Moreover, referring to FIG. 6(b), in the apparatus for lifting a maxillary sinus according to the present invention, after the pillar 510 is separated from other components (that is, after the seal element 540, the elastic element 530 and the transmission shaft 520 are removed), the engaging base 512 of the pillar 510 can be combined with a joint end 551 of a manual osteotome switch component 550, providing an osteotome mode for a dentist to implement treatment.

Therefore, by an osteotome switch component, the apparatus for lifting a maxillary sinus according to the present invention can switch from a rotary cutting mode to an osteotome mode, thereby providing alternatives for a dentist to implement an operation.

In sum, the implementation manners or embodiments of the present invention for illustrating the technical solution to the problems are described above. However, the implementation manners or embodiments are not intended to limit the scope of the present invention. Any equivalent variation or modification that complies with the scope of the claims of the present invention or is made according to the scope of the present invention shall fall within the scope of the present invention.

Claims

1. An apparatus for lifting a maxillary sinus, comprising:

a pillar, having a top portion and a bottom portion, wherein the top portion is a cutting blade and the bottom portion is an engaging base;

a transmission shaft, having a top portion, wherein the top portion is a transmission base, and a shape of the transmission base is corresponds to that of the engaging base;

an elastic element, wherein one end of the elastic element is physically connected to the engaging base, the other end of the elastic element is physically connected to the transmission base, so as to provide an elastic force between the engaging base and the transmission base; and

a seal element, wrapping the engaging base, the elastic element, and the transmission base;

wherein when the cutting blade encounters a drag force, the transmission base moves toward the engaging base, presses the elastic element located inside the seal element, and causes the transmission base and the engaging base to be engaged with each other.
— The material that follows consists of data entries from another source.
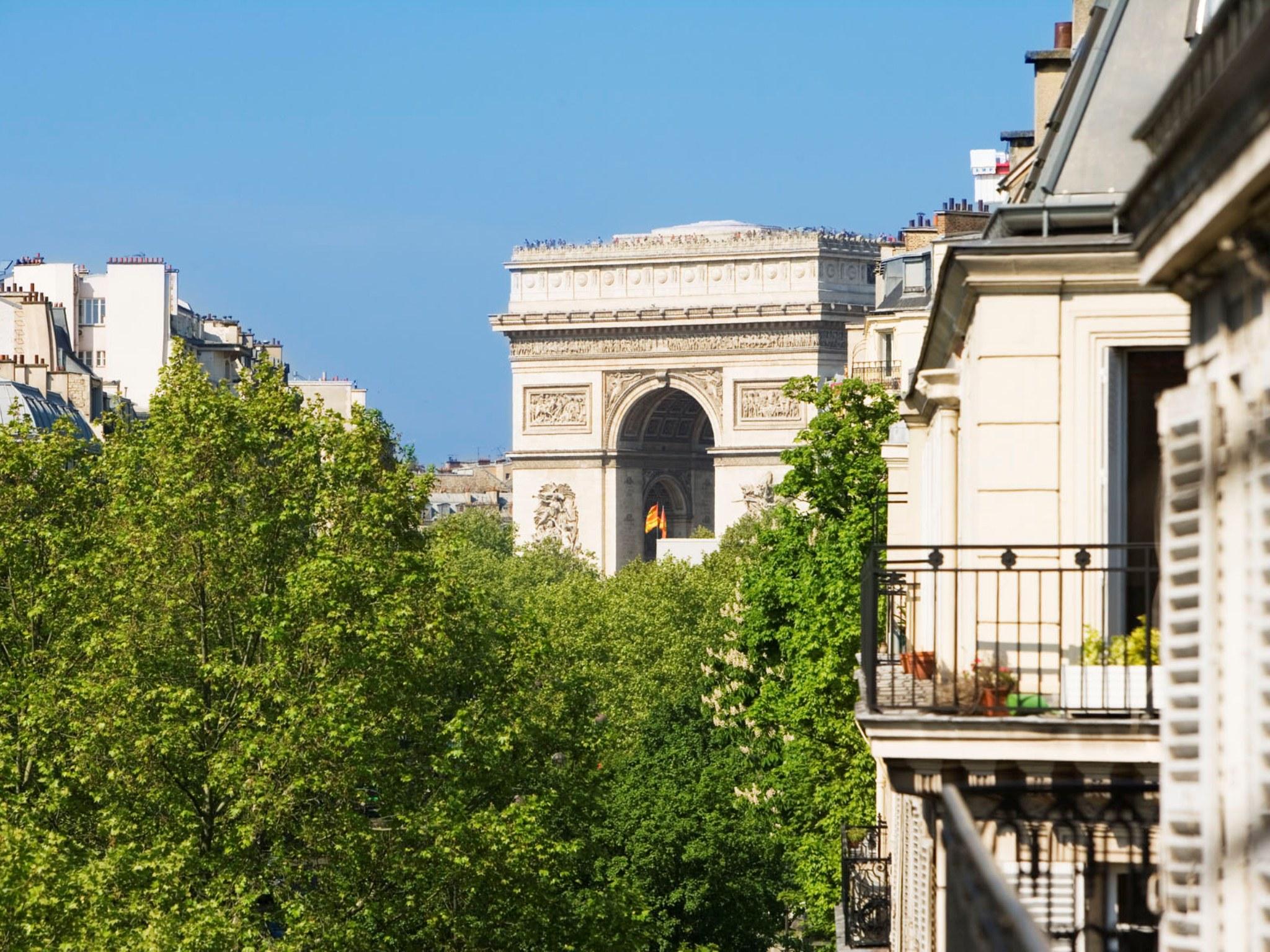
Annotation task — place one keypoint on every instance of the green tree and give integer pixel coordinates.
(263, 705)
(790, 692)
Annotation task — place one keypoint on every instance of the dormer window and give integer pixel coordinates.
(92, 310)
(915, 276)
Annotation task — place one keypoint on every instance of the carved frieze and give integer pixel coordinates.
(762, 405)
(699, 342)
(557, 409)
(557, 516)
(760, 495)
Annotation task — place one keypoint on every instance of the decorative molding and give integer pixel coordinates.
(744, 342)
(763, 405)
(637, 312)
(616, 384)
(744, 240)
(557, 516)
(709, 382)
(557, 409)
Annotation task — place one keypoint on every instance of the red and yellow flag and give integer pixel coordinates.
(651, 521)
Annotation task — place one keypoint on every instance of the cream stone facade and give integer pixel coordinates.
(1029, 547)
(648, 369)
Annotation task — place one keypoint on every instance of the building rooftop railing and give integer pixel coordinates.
(886, 372)
(1011, 630)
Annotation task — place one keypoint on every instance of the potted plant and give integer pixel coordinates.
(1112, 672)
(992, 685)
(923, 666)
(920, 664)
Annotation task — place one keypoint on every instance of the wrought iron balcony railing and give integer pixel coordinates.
(884, 372)
(1043, 867)
(1011, 630)
(866, 886)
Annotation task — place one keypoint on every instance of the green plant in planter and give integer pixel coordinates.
(992, 676)
(1121, 649)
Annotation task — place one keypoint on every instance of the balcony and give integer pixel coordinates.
(1062, 866)
(886, 372)
(998, 631)
(866, 886)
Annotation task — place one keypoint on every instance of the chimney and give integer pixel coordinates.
(1050, 69)
(1081, 11)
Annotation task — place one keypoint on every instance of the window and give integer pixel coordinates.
(915, 275)
(93, 310)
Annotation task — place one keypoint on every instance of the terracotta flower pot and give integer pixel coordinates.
(923, 666)
(993, 702)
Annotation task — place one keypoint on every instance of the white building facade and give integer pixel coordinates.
(648, 371)
(125, 322)
(1203, 219)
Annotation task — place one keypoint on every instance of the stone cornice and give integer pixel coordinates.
(1016, 266)
(568, 343)
(691, 316)
(696, 247)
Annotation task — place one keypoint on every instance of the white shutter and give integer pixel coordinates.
(1258, 614)
(1189, 818)
(917, 891)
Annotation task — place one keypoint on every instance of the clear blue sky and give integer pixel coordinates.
(350, 177)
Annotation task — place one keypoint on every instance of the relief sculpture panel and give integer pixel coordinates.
(557, 409)
(763, 405)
2. The apparatus for lifting a maxillary sinus according to claim 1, wherein when the drag force is decreased, the engaged transmission base and engaging base are separated due to the elastic force of the elastic element.

3. The apparatus for lifting a maxillary sinus according to claim 1, wherein the engaging base and the transmission base each comprise multiple saw teeth for engagement.

4. The apparatus for lifting a maxillary sinus according to claim 3, wherein the saw teeth of the engaging base and the transmission base are annularly arranged.

5. The apparatus for lifting a maxillary sinus according to claim 4, wherein the saw teeth are perspectively isosceles triangles.

6. The apparatus for lifting a maxillary sinus according to claim 5, wherein three angles of the perspectively isosceles triangle are of 90 degrees, 45 degrees, and 45 degrees respectively.

7. The apparatus for lifting a maxillary sinus according to claim 1, wherein the transmission shaft has a bottom portion for being assembled on an electric dental hand piece.

8. The apparatus for lifting a maxillary sinus according to claim 1, wherein a screw thread is provided on an internal surface of the seal element, a screw thread is provided on an external surface of the engaging base, and the screw thread of the internal surface of the seal element is screw jointed with that of the external surface of the engaging base.

9. The apparatus for lifting a maxillary sinus according to claim 1, wherein an opening is provided on the seal element, and a diameter of the opening is smaller than that of the transmission base of the transmission shaft and is greater than that of a body of the transmission shaft.

10. The apparatus for lifting a maxillary sinus according to claim 1, wherein after the seal element, the elastic element and the transmission shaft are removed, the engaging base of the pillar is used to be combined with a manual osteotome switch component.